Of the 79 TG neurones sensitive to GABA, 73 cells were pretreated for 30 s with the CB1 receptor agonist WIN 55,212-2. We observed that the majority (69.9%, 51 out of 73) of IGABA (3 × 10−5 M) recorded were obviously potentiated by the pre-application of WIN 55,212-2 (10−8 M); IGABA increased by 36.3 ± 2.6% in 51 neurones (P < 0.01, paired t-test); the amplitude of IGABA decreased by 56.2 ± 7.9% in 3 neurones examined (4.1%, 3/73); while, in the remainder (26.0%, 19/73), WIN 55,212-2 had no effect on the IGABA (3.9 ± 1.2%, P > 0.05, paired t-test) (Figure 1B–D).
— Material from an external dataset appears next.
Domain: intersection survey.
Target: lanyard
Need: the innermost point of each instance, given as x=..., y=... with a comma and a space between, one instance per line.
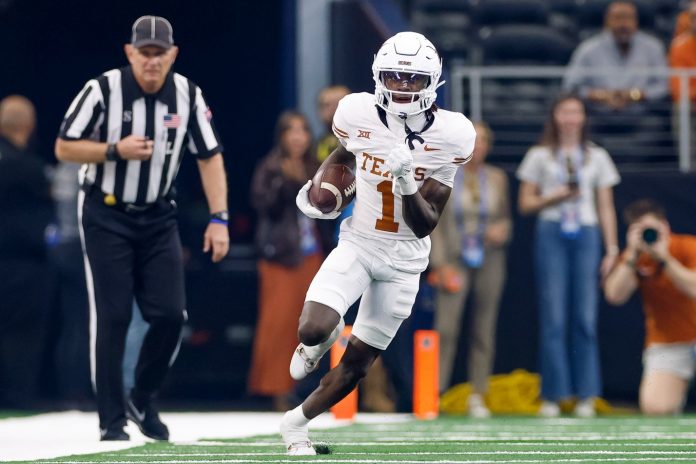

In the present study, we established a cut-off value for the effect of WIN 55,212-2, which was a change in the amplitude of the IGABA exceeding 12.0%. After pooling all the data from the 73 neurones examined, pre-application of WIN 55,212-2 was found to increase the IGABA by 22.0 ± 3.9% (P < 0.05, paired t-test). The potentiating effect of WIN 55,212-2 on IGABA disappeared after a 4–8 min washout and was reproducible in the same TG neurone. WIN 55,212-2 itself did not induce a current in any of the neurones examined, with the exception of three neurones where it had an inhibitory effect on IGABA induced by an apparent inward current (Figure 1C).

Blockade of WIN 55,212-2-induced potentiation of IGABA by AM 251

To verify whether the potentiation of IGABA by WIN 55,212-2 was mediated by the CB receptor, we examined the effect of the pre-application of WIN 55,212-2 (10−8 M) with AM 251(3 × 10−8 M), a selective CB1 receptor antagonist, on IGABA. The potentiation of IGABA (3 × 10−5 M) by pretreatment with WIN 55,212-2 was almost completely reversed by the addition of AM 251 (Figure 1E,F, P < 0.01, one-way anova following by Bonferroni's post hoc test, n= 7). Moreover, AM 251(3 × 10−8 M) itself had no effect on IGABA (data not shown).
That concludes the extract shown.